A Happy Rabbit is a Healthy Rabbit. Tips and Topics on Rabbit Health Issues

Ok, so you have decided to bring a furry little friend into your life. You will need to know some basic rabbit health issues.

The first thing I did was to have my boys neutered. This helps with behavioral problems. Altered rabbits are less aggressive, less likely to urineinate all over your house (marking their territory) and less likely to have the unwanted sexual behaviors.

Altered rabbits are also healthier, better-adjusted pets. You also will not have unwanted litters.

I have and had all male rabbits. So for my rabbit's health I had them all neutered. Some people told me two boys would fight! Not mine; since I had them altered they were friends. Petie and Oreo were best of buds.

If you find your rabbit or rabbits at a shelter they may already be an altered rabbit. Most shelters spray or neuter their animals to prevent unwanted litters. So the price you pay is an excellent price. Most importantly you are saving a rabbits life.

Find a bunny veterinarian. This is very important. Your rabbit's health is important! Find a vet who knows and treats rabbits. Not a vet who thinks they know how to treat a rabbit. There is a difference.

Ask questions. Ask how many rabbits they have treated. I found it's usually the veterinarians that handle exotic pets and small animals that are the ones who know how to treat and operate (if needed) on rabbits.

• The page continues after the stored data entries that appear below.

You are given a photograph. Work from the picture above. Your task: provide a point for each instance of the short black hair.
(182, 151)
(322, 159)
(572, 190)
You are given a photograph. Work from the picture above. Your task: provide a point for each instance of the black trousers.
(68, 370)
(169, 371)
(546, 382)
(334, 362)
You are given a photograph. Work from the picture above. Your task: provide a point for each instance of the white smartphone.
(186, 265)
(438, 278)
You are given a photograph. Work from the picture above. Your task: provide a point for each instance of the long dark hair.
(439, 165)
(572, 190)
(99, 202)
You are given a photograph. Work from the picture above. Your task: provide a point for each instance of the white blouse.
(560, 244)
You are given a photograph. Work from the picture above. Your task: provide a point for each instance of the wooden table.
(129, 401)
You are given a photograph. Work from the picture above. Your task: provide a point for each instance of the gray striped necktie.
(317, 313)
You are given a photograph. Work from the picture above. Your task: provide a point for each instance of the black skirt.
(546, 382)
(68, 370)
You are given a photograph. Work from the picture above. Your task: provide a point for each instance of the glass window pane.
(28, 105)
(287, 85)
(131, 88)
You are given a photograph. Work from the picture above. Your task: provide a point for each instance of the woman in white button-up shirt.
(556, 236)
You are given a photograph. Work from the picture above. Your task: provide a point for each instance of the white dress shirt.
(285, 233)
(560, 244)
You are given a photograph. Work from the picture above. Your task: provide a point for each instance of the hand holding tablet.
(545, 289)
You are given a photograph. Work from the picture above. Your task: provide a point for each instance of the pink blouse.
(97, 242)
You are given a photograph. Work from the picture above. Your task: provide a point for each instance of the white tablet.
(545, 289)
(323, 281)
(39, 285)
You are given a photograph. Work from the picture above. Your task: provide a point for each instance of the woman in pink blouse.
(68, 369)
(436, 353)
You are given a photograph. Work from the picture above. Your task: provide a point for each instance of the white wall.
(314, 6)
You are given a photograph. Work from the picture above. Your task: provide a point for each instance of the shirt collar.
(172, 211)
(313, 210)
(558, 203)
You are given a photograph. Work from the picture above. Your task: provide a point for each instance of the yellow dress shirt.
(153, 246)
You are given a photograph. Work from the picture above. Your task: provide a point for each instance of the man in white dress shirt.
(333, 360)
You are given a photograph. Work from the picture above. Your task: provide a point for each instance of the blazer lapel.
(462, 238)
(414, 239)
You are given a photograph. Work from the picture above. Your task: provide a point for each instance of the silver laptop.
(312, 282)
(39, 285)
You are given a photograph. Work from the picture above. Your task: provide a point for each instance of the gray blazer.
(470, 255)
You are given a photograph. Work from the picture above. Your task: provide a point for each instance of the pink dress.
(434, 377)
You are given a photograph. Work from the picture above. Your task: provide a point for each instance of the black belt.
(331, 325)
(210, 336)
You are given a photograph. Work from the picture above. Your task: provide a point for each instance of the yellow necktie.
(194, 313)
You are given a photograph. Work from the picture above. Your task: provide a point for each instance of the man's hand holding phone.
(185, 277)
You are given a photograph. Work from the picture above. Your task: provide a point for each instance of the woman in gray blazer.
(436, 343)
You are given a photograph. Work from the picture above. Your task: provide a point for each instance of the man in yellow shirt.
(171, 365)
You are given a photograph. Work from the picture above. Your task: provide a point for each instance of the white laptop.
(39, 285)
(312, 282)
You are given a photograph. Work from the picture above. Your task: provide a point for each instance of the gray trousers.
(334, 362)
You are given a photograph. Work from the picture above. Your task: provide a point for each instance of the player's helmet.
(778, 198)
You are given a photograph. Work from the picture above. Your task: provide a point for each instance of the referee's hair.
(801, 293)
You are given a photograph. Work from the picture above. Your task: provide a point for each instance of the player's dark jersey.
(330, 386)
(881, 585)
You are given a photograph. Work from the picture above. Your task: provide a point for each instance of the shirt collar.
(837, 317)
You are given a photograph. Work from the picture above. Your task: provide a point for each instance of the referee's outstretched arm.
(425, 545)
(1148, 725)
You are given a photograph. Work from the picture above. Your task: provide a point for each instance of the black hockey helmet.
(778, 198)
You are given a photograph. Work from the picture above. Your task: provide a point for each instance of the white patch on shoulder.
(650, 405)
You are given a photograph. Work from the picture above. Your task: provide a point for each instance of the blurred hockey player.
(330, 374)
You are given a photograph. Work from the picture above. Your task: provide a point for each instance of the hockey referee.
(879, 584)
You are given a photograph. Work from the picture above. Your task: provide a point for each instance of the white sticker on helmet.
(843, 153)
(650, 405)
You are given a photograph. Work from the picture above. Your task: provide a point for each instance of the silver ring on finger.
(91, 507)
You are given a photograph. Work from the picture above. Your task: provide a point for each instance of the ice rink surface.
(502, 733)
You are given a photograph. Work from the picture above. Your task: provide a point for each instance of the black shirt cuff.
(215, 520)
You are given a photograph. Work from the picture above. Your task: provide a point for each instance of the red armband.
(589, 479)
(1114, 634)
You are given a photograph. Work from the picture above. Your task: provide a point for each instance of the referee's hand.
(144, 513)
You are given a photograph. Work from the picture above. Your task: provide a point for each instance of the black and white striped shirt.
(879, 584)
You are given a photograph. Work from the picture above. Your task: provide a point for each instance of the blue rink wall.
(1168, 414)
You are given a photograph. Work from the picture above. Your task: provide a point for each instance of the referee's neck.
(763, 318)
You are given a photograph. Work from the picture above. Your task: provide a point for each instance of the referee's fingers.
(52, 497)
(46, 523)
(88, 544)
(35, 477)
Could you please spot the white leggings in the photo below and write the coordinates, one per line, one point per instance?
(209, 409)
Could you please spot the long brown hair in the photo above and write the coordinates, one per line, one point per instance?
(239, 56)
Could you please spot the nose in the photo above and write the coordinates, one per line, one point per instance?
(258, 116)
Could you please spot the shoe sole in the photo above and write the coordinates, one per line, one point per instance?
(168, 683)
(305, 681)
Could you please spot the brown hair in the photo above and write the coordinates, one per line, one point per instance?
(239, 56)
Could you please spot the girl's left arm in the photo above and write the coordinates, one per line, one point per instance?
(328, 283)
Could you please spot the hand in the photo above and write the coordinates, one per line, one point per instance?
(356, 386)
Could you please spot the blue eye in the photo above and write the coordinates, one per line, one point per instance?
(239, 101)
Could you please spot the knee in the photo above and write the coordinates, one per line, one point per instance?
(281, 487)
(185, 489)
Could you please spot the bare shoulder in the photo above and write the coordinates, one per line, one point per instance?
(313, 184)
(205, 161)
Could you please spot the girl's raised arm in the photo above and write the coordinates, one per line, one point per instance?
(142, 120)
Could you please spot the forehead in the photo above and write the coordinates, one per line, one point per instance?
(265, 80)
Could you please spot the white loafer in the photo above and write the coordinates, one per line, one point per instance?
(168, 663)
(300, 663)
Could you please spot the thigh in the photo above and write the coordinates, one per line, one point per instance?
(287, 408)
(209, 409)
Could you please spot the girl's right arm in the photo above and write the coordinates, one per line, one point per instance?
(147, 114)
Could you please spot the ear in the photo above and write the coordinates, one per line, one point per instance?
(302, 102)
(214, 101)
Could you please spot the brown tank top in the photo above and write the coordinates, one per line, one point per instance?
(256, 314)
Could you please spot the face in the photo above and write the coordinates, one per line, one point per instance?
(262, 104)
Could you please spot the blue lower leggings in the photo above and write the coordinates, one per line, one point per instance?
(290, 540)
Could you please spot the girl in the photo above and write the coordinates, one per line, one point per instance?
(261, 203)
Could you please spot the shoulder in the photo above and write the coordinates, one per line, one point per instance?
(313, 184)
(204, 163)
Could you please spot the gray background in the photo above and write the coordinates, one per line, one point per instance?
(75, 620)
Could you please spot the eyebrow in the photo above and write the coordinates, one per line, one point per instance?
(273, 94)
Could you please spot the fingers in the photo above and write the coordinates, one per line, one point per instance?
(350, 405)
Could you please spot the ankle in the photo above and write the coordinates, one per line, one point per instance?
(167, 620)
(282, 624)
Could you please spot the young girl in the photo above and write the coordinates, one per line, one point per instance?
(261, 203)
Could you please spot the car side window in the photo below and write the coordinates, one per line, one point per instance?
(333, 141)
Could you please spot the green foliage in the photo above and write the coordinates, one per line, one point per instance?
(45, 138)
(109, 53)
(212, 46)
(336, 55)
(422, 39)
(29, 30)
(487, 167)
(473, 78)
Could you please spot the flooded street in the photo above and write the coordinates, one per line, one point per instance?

You can check the Rabbit Originations in your area for a recommendation. Try House Rabbit Society or ARAB websites.

Also, check your local yellow pages of the phonebook for listings that state rabbits, exotic pets, or small animals. Usually they will note they treat these types of animals in their advertisement.

House rabbits do not need vaccinations as dogs and cats do. A yearly check-up just to make sure your buddy is in tip-top shape is good. A happy rabbit is a healthy rabbit.

Sometimes I take my rabbits to the vet to have their nails trimmed. You wouldn't need to make an appointment to see the doctor, just say you need your rabbit's nails trimmed. The staff at your vet's office will handle the trimming at a reasonable price.

If you feel confident enough, you can also trim your rabbits nails yourself. I do trim Oreo's nails. I trim a little at a time to make sure I do not trim too close to the quick and make the nail bleed. (The pinkish vein in the nail) You will need to trim once a month or so.

Rabbit Health - Know These Signs of Illness

House rabbits like to hide their signs of illnesses. Due to the fact this is a sign of weakness and weakness in the wild makes them an easy target. Rabbits are prey animals for food.

So you will need to watch your rabbit for signs of distress. Here are some signs that need medical attention.

Bloating Diarrhea Difficulty breathing Discharge from noise or eyes Lethargy Head Shaking Ear Scratching Poor coat, excessive hair loss Loss of appetite Weight Loss

These are all signs that your house rabbit may be sick. Call your vet so you can have your rabbit checked out as soon as possible.

House rabbits are less likely to become sick than rabbits kept outdoors. Since they are in a safer, cleaner environment. But there is always a chance. So be aware of the signs.

Heatstroke- A Major Rabbit Health Issue

Another rabbit health issue is heatstroke. Bunny rabbits are very susceptive to heatstroke. So it's very important to keep them cool in the hot summer months.

I buy the "blue-ice" that is the heavy blue plastic you freeze to use in your cooler. I have a few of these and place one on the floor in Oreo's room. When he's hot he will lay next to it to keep cool.

I change the "blue-ice", as I call it, as needed. As soon as the 'blue-ice" is just cool, I replace it with a frozen one.

This is the same with outdoor rabbits. They must stay cool in the hot summer months.

When the temperature is 80 degrees a rabbit is in danger of heatstroke.

If you have your rabbit in an outside cage make sure the cage is in the shade as well as giving him something cool to lie against.

If you can't find the "blue-ice" take a 2-liter soda bottle filled with water and freeze them. Then place a frozen bottle in your rabbit's cage. Your rabbit will lie next to the bottle to keep cool.

Heatstroke can be fatal.

Signs of heatstroke

Rapid breathing Lying in a stretched out position and panting Wet nose and mouth

If your rabbit shows signs of heatstroke call your vet. Wrap your bunny in cool damp towels, even his ears. If conscious, offer him cool, fresh water. Then rush him to the doctors.

Rabbit health is very important to your little friend. He cannot tell you verbally what is wrong with him. So he is depending on you to keep him healthy. Know the signs of illness and find a bunny doctor. Rabbit health is important to your little friend.